French footballer (born 1973)

Karim Boukraa (born 7 March 1973) is a French former professional footballer who played as a striker.

==Career==
On 3 August 2000, Boukraa flew to Scotland to discuss a deal with Greenock Morton. However, four months later, he decided to leave the club and joined Ross County, expressing dissatisfaction with Morton's directors.

On his debut with Ross County, Boukraa assisted in a 2–0 victory over Ayr United. However, he gained recognition for his performance during the 2000–01 Scottish Cup 4th Round match between Ross County and Scottish giants Rangers, despite Ross County losing 3–2.

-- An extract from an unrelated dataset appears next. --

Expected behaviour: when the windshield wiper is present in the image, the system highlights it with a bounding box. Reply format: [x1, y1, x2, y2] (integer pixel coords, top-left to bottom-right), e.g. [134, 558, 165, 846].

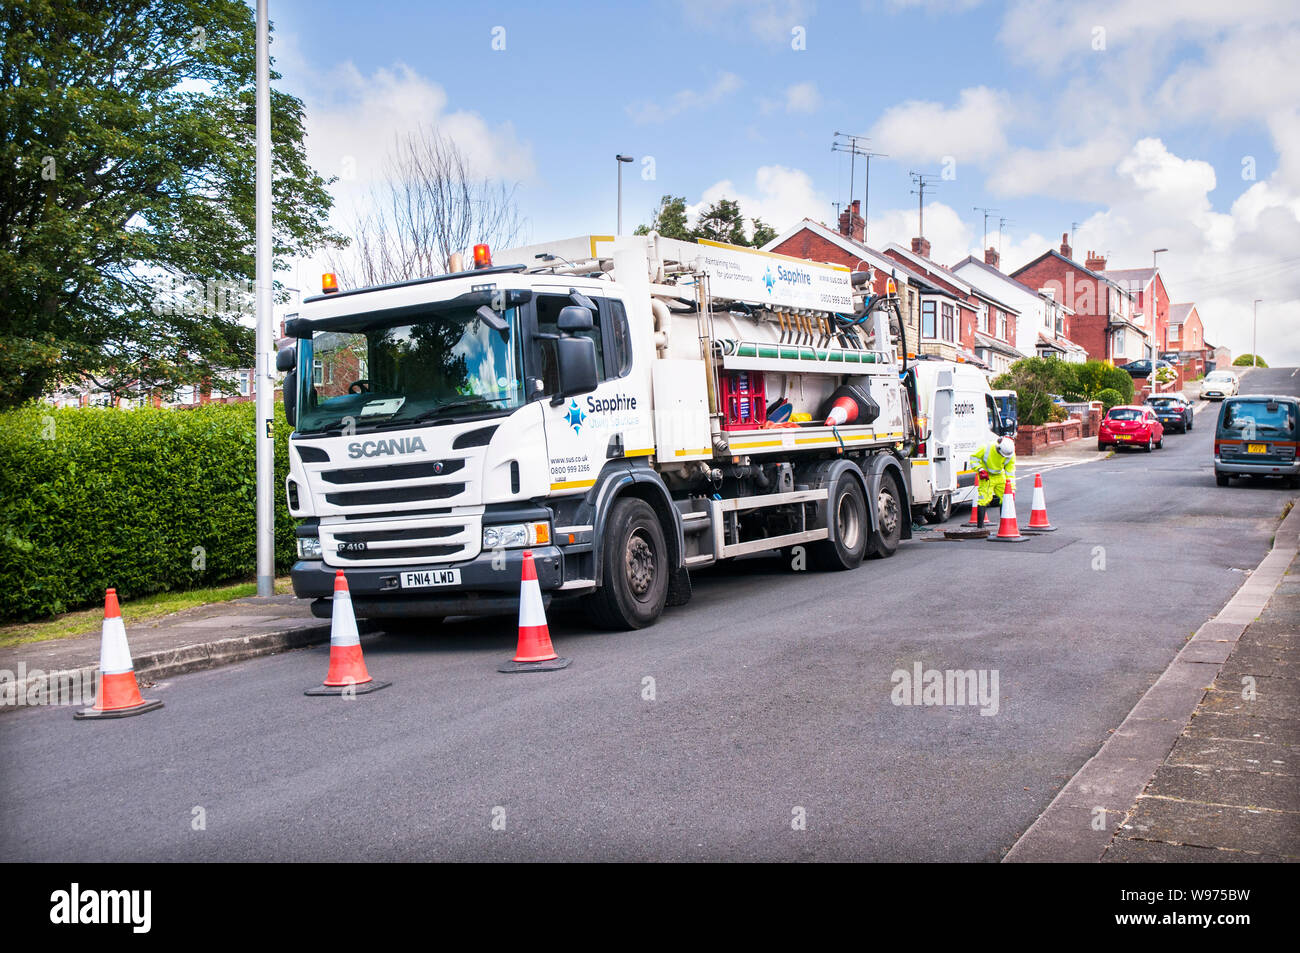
[401, 397, 506, 424]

Earlier, the winger had mentioned that he would not be intimidated by their best players, as he had previous experience in the French Cup with top clubs. Continuing his tenure for the 2001-02 season, Ross County advanced to the 2001–02 Scottish League Cup quarter-finals with 2–1 win over Dundee. However, despite these accomplishments, Boukraa and three others were subsequently released from the club.

Thinking back to his years in Scotland, Boukraa stated, "There, everything is done to put the footballer in the best possible environment".